Irma Benčić was a Croat partisan and anti-fascist. She was active in the Istrian resistance movement against an occupying German army during World War II. Benčić was killed in March 1945 by the Germans; her efforts to liberate Istra are commemorated by a memorial park in her name, as well with an annual ceremony, decrying fascism and laying wreaths.

== Biography ==
Irma Benčić was a native of Istria Province, part of modern-day Croatia; during Irma's lifetime, the province was part of [Italy]. When Nazi Germany invaded Yugoslavia in 1940, a resistance movement, later widely referred to as the NOP (hr), was formed in Istria to oppose the German occupiers of the Operational Zone of the Adriatic Littoral. Benčić joined the partisans during the conflict, actively resisting against the Germans.

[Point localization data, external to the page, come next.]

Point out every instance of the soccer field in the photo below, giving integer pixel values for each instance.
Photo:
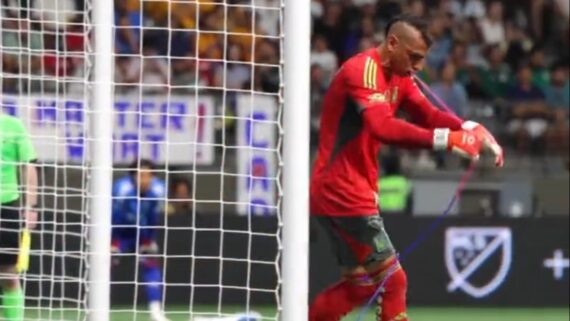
(416, 314)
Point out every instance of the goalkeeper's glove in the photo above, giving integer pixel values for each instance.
(148, 247)
(461, 142)
(487, 139)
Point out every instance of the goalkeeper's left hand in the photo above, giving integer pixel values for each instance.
(487, 139)
(148, 247)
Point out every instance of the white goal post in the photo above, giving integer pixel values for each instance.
(218, 99)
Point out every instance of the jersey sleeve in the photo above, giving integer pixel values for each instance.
(26, 150)
(377, 115)
(423, 112)
(119, 199)
(158, 191)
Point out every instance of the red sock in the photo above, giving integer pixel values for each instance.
(343, 297)
(393, 300)
(339, 300)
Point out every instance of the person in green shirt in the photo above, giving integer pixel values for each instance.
(18, 175)
(394, 189)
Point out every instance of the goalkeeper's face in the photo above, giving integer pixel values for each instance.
(407, 53)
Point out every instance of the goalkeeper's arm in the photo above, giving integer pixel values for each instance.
(423, 113)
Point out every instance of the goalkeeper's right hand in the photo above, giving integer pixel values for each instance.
(461, 142)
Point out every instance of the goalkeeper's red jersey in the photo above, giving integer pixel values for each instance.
(357, 118)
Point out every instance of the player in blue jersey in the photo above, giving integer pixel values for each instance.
(137, 206)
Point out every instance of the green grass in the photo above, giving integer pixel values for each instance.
(416, 314)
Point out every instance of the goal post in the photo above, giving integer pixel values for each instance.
(216, 95)
(101, 120)
(296, 160)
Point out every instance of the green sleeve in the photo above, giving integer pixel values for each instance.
(26, 150)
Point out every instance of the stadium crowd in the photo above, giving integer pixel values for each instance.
(502, 62)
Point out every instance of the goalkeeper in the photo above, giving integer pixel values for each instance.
(137, 206)
(357, 119)
(17, 155)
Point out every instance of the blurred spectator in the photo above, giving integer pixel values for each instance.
(124, 80)
(330, 27)
(365, 30)
(468, 8)
(529, 113)
(518, 45)
(149, 71)
(266, 76)
(458, 58)
(557, 92)
(54, 14)
(492, 25)
(210, 38)
(322, 56)
(237, 71)
(442, 43)
(268, 19)
(317, 9)
(495, 79)
(540, 74)
(470, 34)
(319, 86)
(21, 53)
(451, 91)
(180, 199)
(417, 8)
(558, 100)
(129, 23)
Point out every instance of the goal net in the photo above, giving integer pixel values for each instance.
(198, 91)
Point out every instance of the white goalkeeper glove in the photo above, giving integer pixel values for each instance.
(461, 142)
(487, 139)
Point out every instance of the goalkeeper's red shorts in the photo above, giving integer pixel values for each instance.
(358, 240)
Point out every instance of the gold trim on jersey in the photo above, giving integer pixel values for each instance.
(370, 73)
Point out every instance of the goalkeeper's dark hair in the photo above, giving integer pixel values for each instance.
(416, 22)
(138, 164)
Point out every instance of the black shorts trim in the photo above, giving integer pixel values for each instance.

On the night of 1 March 1945, she met with other freedom fighters, her father, Anton, and another freedom fighter, Antun Ružić from Labin, and the three were killed by a bomb dropped the German army in Novigrad, two months before the city was liberated by the advancing Yugoslav army.

== Memorial ==
A bust of Benčić is displayed in a memorial park named after her in Novigrad. There is an annual commemoration of her actions at the park at the beginning of March, which focusses on her status as a young woman fighting for freedom, decrying fascism and bigotry. The ceremony includes laying of wreaths at the site of her death and at her memorial, followed by speeches and artistic presentations from local schools and choirs at the local Centre for Events and Culture.